Texte intégral
T R I B U N A L JUDICIAIRE
D E D R A G U I G N A N
____________
O R D O N N A N C E D E R É F É R É
CONSTRUCTION
RÉFÉRÉ n° : N° RG 24/02019 - N° Portalis DB3D-W-B7I-KFMC
MINUTE n° : 2024/ 553
DATE : 16 Octobre 2024
PRÉSIDENT : M. Yoan HIBON
GREFFIER : M. Alexandre JACQUOT
DEMANDEURS
Monsieur [S] [R], demeurant [Adresse 6]
représenté par Me Julien BESSET, avocat au barreau de TOULON
Madame [Y] [T], demeurant [Adresse 6]
représentée par Me Julien BESSET, avocat au barreau de TOULON
DEFENDERESSES
S.A. MIC INSURANCE COMPANY, dont le siège social est sis [Adresse 5]
représentée par Me Armelle BOUTY, avocat au barreau de MARSEILLE
S.A.S.U. MF ETANCHEITE, dont le siège social est sis [Adresse 4]

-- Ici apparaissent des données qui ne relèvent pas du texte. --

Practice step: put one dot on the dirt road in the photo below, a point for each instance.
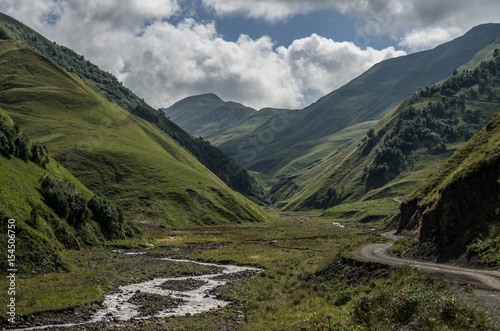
(378, 253)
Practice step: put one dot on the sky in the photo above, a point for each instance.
(261, 53)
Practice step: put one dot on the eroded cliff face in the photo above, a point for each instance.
(461, 201)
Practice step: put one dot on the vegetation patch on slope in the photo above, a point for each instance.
(110, 88)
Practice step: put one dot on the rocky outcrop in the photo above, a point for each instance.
(461, 200)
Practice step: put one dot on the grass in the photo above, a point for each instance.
(111, 151)
(306, 284)
(364, 211)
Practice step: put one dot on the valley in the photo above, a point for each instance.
(308, 280)
(125, 220)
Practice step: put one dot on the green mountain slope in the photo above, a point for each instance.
(460, 201)
(111, 151)
(41, 231)
(366, 98)
(108, 86)
(405, 146)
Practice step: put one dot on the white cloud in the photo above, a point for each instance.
(419, 39)
(321, 64)
(417, 24)
(164, 63)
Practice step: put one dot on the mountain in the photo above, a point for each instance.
(289, 141)
(209, 117)
(108, 86)
(111, 151)
(46, 207)
(457, 208)
(404, 148)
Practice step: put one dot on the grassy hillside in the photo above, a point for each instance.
(108, 86)
(457, 208)
(41, 231)
(111, 151)
(406, 146)
(366, 98)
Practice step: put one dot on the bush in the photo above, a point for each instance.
(109, 217)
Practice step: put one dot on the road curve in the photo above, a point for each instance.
(378, 253)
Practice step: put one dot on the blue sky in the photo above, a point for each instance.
(262, 53)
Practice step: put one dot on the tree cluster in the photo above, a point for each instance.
(71, 205)
(13, 142)
(107, 85)
(444, 119)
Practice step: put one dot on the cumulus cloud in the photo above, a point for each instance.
(164, 63)
(417, 24)
(320, 64)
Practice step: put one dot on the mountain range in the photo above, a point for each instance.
(281, 142)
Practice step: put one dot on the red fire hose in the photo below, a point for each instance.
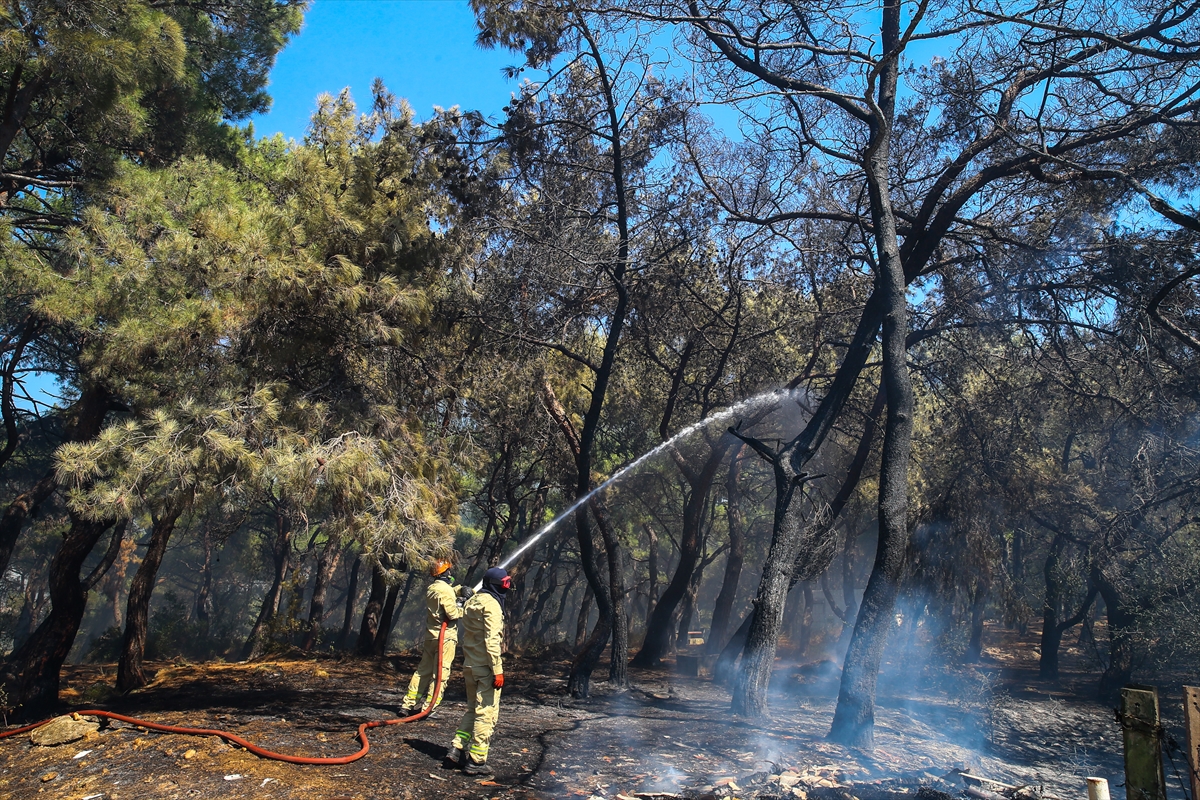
(262, 751)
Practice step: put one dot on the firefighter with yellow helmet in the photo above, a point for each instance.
(483, 669)
(441, 605)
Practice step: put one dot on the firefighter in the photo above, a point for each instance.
(483, 624)
(441, 605)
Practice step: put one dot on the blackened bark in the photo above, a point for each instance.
(84, 420)
(109, 558)
(204, 593)
(580, 681)
(557, 619)
(581, 620)
(373, 613)
(352, 595)
(805, 621)
(736, 522)
(281, 555)
(30, 677)
(688, 608)
(759, 655)
(130, 674)
(853, 721)
(749, 695)
(327, 564)
(400, 606)
(1121, 613)
(618, 613)
(978, 603)
(389, 608)
(13, 435)
(1051, 608)
(849, 590)
(724, 672)
(658, 632)
(18, 511)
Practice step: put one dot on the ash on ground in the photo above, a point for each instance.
(666, 737)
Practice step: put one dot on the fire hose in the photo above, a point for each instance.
(234, 739)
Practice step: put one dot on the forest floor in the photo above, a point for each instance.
(667, 737)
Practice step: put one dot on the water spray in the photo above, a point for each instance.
(773, 396)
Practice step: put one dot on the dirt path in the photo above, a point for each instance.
(669, 734)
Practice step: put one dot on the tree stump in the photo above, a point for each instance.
(1143, 746)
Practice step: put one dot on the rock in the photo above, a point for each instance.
(63, 729)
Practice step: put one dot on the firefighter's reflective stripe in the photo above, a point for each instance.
(421, 685)
(483, 626)
(478, 723)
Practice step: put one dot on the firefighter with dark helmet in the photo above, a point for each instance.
(441, 605)
(483, 626)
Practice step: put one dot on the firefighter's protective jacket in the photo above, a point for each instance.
(441, 603)
(483, 627)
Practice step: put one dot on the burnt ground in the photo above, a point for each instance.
(669, 735)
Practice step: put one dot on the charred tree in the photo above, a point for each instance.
(327, 564)
(204, 593)
(1121, 611)
(385, 619)
(281, 557)
(352, 595)
(373, 613)
(724, 606)
(30, 677)
(809, 549)
(658, 633)
(1053, 626)
(130, 674)
(84, 420)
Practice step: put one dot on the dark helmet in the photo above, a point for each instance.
(497, 579)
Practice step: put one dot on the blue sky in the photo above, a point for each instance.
(424, 49)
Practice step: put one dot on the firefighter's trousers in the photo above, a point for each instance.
(420, 687)
(483, 708)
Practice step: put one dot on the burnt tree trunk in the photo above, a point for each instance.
(389, 609)
(724, 671)
(724, 606)
(352, 595)
(787, 561)
(85, 419)
(373, 613)
(581, 620)
(327, 564)
(1121, 614)
(130, 674)
(688, 611)
(30, 675)
(652, 566)
(400, 606)
(658, 632)
(978, 603)
(281, 555)
(853, 721)
(805, 621)
(204, 594)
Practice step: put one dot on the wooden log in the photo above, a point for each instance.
(1192, 723)
(1143, 746)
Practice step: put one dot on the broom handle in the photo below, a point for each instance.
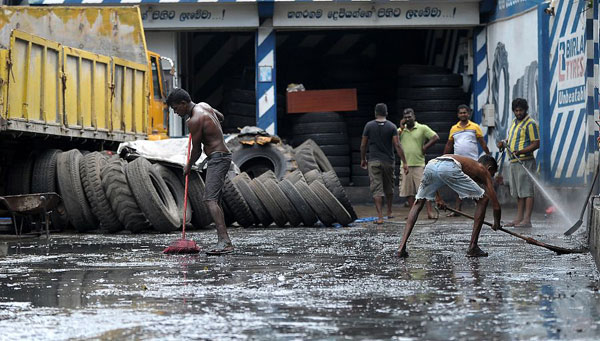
(187, 177)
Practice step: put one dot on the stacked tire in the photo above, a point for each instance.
(102, 192)
(328, 131)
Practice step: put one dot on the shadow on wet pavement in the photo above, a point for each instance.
(300, 283)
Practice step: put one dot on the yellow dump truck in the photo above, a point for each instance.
(78, 75)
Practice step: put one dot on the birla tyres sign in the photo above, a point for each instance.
(571, 69)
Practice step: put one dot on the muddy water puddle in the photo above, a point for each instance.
(301, 283)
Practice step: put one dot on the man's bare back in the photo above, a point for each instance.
(205, 127)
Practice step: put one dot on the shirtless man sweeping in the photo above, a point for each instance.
(462, 175)
(204, 124)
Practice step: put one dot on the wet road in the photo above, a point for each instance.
(300, 283)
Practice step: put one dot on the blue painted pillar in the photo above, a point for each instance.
(266, 106)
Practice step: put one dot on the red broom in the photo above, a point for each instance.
(184, 245)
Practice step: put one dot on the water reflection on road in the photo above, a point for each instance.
(300, 283)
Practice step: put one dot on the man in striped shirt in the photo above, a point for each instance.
(464, 140)
(523, 140)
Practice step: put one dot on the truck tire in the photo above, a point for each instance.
(312, 176)
(315, 203)
(268, 175)
(306, 213)
(335, 187)
(309, 156)
(295, 176)
(19, 175)
(177, 189)
(122, 201)
(235, 202)
(201, 217)
(257, 159)
(339, 212)
(268, 202)
(152, 195)
(292, 215)
(256, 206)
(71, 190)
(91, 166)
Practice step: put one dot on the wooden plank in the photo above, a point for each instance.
(321, 100)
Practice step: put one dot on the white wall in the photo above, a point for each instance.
(519, 37)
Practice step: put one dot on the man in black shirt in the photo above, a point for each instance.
(381, 136)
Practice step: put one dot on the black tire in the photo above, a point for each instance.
(335, 149)
(235, 202)
(295, 176)
(333, 184)
(428, 81)
(177, 189)
(91, 166)
(360, 181)
(152, 195)
(309, 156)
(19, 175)
(291, 214)
(323, 138)
(358, 170)
(201, 217)
(312, 176)
(335, 207)
(256, 206)
(71, 190)
(122, 201)
(431, 93)
(319, 127)
(45, 180)
(339, 161)
(257, 159)
(44, 172)
(306, 213)
(268, 175)
(268, 202)
(317, 117)
(342, 171)
(317, 205)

représentée par Me Anne-lise SAMSON, avocat au barreau d’AIX-EN-PROVENCE
DÉBATS : Après avoir entendu à l’audience du 18 Septembre 2024 les parties comparantes ou leurs conseils, l’ordonnance a été rendue ce jour par la mise à disposition de la décision au greffe.
copie exécutoire à
Me Julien BESSET
Me Armelle BOUTY
Me Anne-lise SAMSON
2 copies service des expertises
1 copie dossier
délivrées le :
Envoi par Comci à Me Julien BESSET
Me Armelle BOUTY
Me Anne-lise SAMSON
FAITS, PROCEDURE ET PRETENTIONS DES PARTIES
Les Consorts [R]/[T] sont propriétaires d'une maison à usage de résidence principale, située [Adresse 6] à [Localité 9].
Ils ont fait appel à la société MF ETANCHEITE pour la réfection totale d'une terrasse carrelée suivant devis accepté en date du 15 septembre 2023.
Suite à la réalisation des travaux, les demandeurs indiquent avoir constaté des désordres constitués par des traces d'infiltration.
Une expertise amiable s'est déroulée le 22 décembre 2023. L'expert relevait notamment que la cause principale des infiltrations résidait dans le mauvais traitement des relevés d'étanchéité.
C'est dans ce contexte que les consorts [R]/[T] ont fait assigner devant le juge des référés du présent tribunal, la société MF ETANCHEITE aux fins de désignation d'un expert.
La société MF ETANCHEITE a appelé en la cause son assureur par assignation du 17 mai 2024 (RG n°24/03888), afin que l'ordonnance et les opérations d'expertise à venir lui soient opposables.
Au cours de l'audience du 12 juin 2024, les deux procédures ont été jointes.
Par conclusions notifiées par RPVA le 05 juin 2024, la compagnie MIC INSURANCE COMPANY sollicite qu'il lui soit donné acte de ses protestations et réserves.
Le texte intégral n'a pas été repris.